Certains quartiers localisés près des zones industrielles bénéficient d’une spécialisation pour un type particulier de déchets. Par exemple, sur cette photographie, on aperçoit un atelier de récupération de chutes de tissus des usines de vêtements situées à proximité. Ce travailleur trie les textiles selon leur couleur et leur qualité avant de les revendre à une usine de retraitement, qui les effilera et les revendra à une chaine de production de vêtements.

Le plastique

Bophura (nord-est de Delhi)

Bophura (nord-est de Delhi) / Rémi de Bercegol

Dans cet atelier au nord de Delhi spécialisé dans le tri du plastique, le propriétaire vient d’acquérir une cargaison de déchets  plastiques d’une usine avoisinante, assurant une semaine de travail intense à ses deux employées. Pour assurer le traitement de volumes importants, les entrepreneur·se·s ne se limitent pas aux déchets domestiques et cherchent au contraire à accéder aux déchets industriels.

Le métal

Okhla (Sud de Delhi)

Okhla (Sud de Delhi) / Rémi de Bercegol

Les ferrailleur·se·s de Delhi récupèrent les différents types de métaux. Contrairement aux autres matériaux, le métal est moins facilement recyclable et nécessite de stocker des volumes importants avant de pouvoir être revendu. Là aussi, le prix des matériaux dépend du type de métal (on aperçoit sur la photographie deux catégories différentes) et est indexé sur le prix des matières premières.

Les déchets électroniques

Mundka, PVC market (nord est de Delhi), Janvier 2016

Mundka, PVC market (nord est de Delhi), Janvier 2016 / Rémi de Bercegol

Enfin, un nouveau marché en pleine expansion est celui de la récupération des déchets électroniques.  Les ouvrier·ère·s démembrent des déchets électroniques, séparant les différents éléments selon leur type (cuivre, plastique, etc.) et permettant ainsi d’homogénéiser peu à peu les matériaux. Un investissement de 1000 euros suffit pour acheter une cargaison de plusieurs tonnes de déchets, louer un espace de travail et employer quelques ouvrier·ère·s pour trier les différentes composantes des déchets récupérés.

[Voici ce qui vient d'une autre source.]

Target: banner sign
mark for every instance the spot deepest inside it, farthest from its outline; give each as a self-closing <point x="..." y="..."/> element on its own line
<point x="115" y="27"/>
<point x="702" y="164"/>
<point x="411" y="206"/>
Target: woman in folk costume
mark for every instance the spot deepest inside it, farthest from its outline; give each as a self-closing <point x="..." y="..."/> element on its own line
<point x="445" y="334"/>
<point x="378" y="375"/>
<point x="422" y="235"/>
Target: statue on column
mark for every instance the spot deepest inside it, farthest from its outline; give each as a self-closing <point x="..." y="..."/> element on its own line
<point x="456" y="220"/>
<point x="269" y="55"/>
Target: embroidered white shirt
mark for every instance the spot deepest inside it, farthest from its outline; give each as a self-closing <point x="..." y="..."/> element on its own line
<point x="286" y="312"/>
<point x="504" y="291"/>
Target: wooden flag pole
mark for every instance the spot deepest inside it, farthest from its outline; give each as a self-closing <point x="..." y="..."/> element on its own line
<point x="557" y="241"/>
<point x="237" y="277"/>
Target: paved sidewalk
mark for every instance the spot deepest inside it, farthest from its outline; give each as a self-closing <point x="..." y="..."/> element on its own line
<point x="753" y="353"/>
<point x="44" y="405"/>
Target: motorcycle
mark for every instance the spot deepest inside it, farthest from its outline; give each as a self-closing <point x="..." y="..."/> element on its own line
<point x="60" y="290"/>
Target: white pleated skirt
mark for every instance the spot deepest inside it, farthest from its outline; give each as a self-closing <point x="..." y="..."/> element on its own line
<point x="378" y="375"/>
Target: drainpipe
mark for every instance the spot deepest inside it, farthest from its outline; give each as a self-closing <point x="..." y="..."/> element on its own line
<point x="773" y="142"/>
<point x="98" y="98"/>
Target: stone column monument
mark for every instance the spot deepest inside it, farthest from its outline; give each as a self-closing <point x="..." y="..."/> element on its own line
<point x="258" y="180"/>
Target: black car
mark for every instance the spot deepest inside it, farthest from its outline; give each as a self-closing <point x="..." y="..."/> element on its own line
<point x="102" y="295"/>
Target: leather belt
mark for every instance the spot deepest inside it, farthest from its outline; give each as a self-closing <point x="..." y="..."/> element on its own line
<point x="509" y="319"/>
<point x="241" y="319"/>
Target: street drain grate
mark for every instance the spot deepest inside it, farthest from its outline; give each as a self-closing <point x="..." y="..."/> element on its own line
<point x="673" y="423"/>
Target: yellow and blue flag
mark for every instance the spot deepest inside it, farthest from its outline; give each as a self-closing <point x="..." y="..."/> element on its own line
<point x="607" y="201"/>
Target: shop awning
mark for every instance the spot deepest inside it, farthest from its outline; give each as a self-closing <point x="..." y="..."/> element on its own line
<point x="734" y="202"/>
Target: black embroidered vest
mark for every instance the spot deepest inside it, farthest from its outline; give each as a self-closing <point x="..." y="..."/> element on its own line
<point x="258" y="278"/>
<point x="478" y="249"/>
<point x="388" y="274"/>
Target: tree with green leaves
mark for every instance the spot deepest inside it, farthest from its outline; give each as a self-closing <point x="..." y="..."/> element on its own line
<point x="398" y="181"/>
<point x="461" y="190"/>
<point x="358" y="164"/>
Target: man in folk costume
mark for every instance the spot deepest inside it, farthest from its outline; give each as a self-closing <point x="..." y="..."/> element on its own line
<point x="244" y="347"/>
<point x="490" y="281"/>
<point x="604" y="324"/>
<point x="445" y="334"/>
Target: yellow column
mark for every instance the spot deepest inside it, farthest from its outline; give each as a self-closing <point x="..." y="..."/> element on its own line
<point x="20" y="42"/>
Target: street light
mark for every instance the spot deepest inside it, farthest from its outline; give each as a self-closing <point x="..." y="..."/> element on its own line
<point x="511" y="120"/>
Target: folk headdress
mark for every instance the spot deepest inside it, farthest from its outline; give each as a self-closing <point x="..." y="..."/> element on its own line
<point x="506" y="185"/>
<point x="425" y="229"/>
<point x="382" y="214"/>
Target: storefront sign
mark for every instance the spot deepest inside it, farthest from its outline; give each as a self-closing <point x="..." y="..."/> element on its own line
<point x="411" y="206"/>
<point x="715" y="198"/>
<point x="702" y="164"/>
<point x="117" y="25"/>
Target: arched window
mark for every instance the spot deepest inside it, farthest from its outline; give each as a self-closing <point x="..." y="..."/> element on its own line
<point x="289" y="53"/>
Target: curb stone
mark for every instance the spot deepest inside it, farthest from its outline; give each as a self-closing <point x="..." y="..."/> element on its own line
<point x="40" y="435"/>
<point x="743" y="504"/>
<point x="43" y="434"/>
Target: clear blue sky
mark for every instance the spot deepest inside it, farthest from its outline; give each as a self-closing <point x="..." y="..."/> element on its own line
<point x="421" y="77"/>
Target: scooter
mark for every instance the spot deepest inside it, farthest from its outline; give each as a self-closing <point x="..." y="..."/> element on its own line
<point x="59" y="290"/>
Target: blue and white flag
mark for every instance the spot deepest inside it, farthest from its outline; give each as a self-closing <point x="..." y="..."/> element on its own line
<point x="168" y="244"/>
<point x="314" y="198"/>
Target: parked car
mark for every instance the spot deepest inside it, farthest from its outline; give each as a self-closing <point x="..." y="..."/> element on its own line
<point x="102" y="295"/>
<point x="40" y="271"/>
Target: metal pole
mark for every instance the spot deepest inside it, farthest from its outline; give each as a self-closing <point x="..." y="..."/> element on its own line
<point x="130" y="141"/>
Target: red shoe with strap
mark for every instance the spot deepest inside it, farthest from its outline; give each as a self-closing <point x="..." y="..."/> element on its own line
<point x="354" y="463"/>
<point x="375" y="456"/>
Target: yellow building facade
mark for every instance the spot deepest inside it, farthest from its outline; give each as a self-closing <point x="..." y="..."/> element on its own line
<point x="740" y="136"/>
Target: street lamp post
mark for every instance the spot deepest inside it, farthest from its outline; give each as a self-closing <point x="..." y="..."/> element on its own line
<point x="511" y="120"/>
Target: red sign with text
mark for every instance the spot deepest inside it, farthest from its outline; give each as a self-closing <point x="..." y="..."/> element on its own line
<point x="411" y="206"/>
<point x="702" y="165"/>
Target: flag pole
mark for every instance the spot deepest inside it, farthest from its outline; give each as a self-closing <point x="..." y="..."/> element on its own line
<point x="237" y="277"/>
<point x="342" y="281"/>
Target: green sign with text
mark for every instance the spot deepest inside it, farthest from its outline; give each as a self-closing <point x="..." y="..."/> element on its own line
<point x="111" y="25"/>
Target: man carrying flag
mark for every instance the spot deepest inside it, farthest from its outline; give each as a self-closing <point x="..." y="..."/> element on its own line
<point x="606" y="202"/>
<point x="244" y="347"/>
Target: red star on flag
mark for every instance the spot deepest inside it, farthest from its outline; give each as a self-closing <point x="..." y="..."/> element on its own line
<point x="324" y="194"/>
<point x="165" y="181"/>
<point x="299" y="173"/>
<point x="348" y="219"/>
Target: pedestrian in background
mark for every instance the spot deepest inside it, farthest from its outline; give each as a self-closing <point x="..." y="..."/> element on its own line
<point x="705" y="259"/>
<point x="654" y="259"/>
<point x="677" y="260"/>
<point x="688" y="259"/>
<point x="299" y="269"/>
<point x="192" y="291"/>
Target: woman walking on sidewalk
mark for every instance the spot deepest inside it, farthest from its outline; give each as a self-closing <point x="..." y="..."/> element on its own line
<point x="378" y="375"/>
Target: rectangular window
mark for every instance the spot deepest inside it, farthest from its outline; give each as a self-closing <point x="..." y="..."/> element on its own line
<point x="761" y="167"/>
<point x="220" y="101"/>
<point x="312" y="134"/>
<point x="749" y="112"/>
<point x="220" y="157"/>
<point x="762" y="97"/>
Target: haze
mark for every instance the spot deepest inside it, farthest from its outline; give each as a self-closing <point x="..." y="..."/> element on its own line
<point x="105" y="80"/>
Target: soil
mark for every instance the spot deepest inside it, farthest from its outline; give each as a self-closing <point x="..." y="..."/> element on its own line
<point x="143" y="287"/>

Touchant tous types de matériaux, la récupération et la valorisation de l’ensemble de ces déchets pourrait assurer une meilleure durabilité dans le cycle production/consommation/réutilisation, limitant ainsi le recours aux matières premières. L’économie du recyclage des déchets à Delhi présente donc bien un potentiel réel d’utilité publique par ses impacts socio-environnementaux majeurs. La question de la prise en compte de ces travailleur·se·s est donc non seulement une question de justice sociale mais également de justice environnementale pour une gestion plus durable des déchets.